CHP İstanbul İl Başkanı Özgür Çelik, İBB'ye yönelik son operasyonda gözaltına alınan, aralarında İETT Genel Müdürü İrfan Demet'in de bulunduğu 25 kişinin emniyetten 'tek sıra' halinde çıkarıldığı görüntülerin servis edilmesine tepki gösterdi. Çağlayan Adliyesi önünde konuşan Çelik, "İETT Genel Müdürü İrfan Demet. Türkiye Cumhuriyeti Devleti’ne tam 25 yıl boyunca Türk Silahlı Kuvvetleri’nde yüzbaşı olarak hizmet etmiş bir asker. Şanlı ordumuzda 25 yıl görev yaptıktan sonra emekli olmuş, ardından İETT’de daire başkanlığı görevine başlamış ve sonrasında genel müdürlüğe atanmış, ülkemiz için üstün hizmetleri olan çok kıymetli bir insan. Peki, bu sabah nasıl sevk edildi adliyeye? İrfan Demet, dört gün boyunca Vatan Emniyet Müdürlüğü’nün bodrum katında, uyuşturucu kokuları içinde bekletildi. Ardından, darbe dönemlerini aratmayan bir şekilde, 25 kişiyle birlikte tek sıra halinde dizilip, kolluk kuvvetleri eşliğinde adliyeye getirildi" ifadelerini kullandı.
"Emniyet tarafından basının WhatsApp gruplarına servis edildi"

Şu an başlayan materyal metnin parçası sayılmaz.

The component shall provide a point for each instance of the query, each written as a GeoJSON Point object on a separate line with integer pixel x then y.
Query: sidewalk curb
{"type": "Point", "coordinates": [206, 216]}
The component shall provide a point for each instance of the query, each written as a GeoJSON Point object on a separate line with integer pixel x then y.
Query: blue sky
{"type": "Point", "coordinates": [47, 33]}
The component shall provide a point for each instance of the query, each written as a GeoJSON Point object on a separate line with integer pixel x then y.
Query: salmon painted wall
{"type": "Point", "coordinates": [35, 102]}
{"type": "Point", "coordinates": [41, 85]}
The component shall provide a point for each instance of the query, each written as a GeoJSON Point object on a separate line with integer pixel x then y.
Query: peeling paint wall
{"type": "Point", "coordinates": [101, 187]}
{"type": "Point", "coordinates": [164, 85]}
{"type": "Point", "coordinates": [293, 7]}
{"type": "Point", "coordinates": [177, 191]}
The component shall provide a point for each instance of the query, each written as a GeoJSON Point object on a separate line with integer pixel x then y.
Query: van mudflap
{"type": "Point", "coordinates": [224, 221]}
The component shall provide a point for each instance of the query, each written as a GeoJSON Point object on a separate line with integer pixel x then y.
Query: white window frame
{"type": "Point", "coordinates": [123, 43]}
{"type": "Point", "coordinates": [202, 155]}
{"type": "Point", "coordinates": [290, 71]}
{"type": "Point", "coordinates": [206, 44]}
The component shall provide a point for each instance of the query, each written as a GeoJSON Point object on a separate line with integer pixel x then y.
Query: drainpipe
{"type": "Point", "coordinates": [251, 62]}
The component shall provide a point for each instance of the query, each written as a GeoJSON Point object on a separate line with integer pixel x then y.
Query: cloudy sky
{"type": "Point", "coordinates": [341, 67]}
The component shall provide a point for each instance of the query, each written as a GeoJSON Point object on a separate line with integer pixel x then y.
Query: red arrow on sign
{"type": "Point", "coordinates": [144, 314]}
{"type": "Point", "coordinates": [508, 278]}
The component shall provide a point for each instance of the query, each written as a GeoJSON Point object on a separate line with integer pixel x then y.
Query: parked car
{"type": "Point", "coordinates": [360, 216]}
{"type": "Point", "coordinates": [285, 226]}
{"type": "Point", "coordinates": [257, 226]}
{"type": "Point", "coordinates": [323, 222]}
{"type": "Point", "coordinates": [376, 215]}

"Bu görüntüler bize bir şey hatırlatıyor" diyen CHP İstanbul İl Başkanı şöyle devam etti: "Tıpkı bir süre önce 30 yıl belediye başkanlığı yapmış insanlara uygulanan muamele gibi... Genel Başkanımız Sayın Özgür Özel haftalardır uyarıyor: Bir fotoğraf gösterdi -beyaz Toros- Ve dedi ki: ‘Türkiye 90’ların karanlığına sürüklenmek isteniyor.’ Bugün yaşanan bu tablo, işte tam da o karanlığın, 90’ların, Beyaz Toros döneminin yeniden sahneye konmak istendiğinin en somut göstergelerinden biridir. Peki, bu insanların suçu ne? Kabahatleri ne? Haklarında herhangi bir mahkeme kararı yok. Masumiyet karinesi ayaklar altına alınıyor. Bu ülkenin onurlu, şerefli, haysiyetli bürokratları, itibarları zedelenerek kamuoyuna teşhir ediliyor. Ve bakın açıkça söylüyorum: Bu görüntüler emniyet tarafından basının WhatsApp gruplarına servis edildi."
Söz konusu görüntülerle ilgili emniyet yetkililerine, "Kimin görüntüsünü servis ettiğinizi biliyor musunuz?" sorusunu yönelten Çelik şunları söyledi: "Bu ülkeye 25 yıl Türk Silahlı Kuvvetleri'nde hizmet etmiş bir yüzbaşının görüntüsünü... Terörle mücadele etmiş bir insanın görüntüsünü... Beraber güvenliğini sağlamakla sorumlu olduğunuz bir arkadaşınızı, bu ülkenin şerefli bir askerini... Yakışmıyor bu manzara Türkiye’ye. Siz de devlet memurusunuz. Bizim vergilerimizle maaş alıyorsunuz. Bu memurları, haklarında hiçbir yargı kararı olmayan insanları, nasıl arka arkaya dizip suçlu gibi teşhir ediyorsunuz? Hangi hakla masumiyet karinesini bu şekilde ayaklar altına alıyorsunuz?"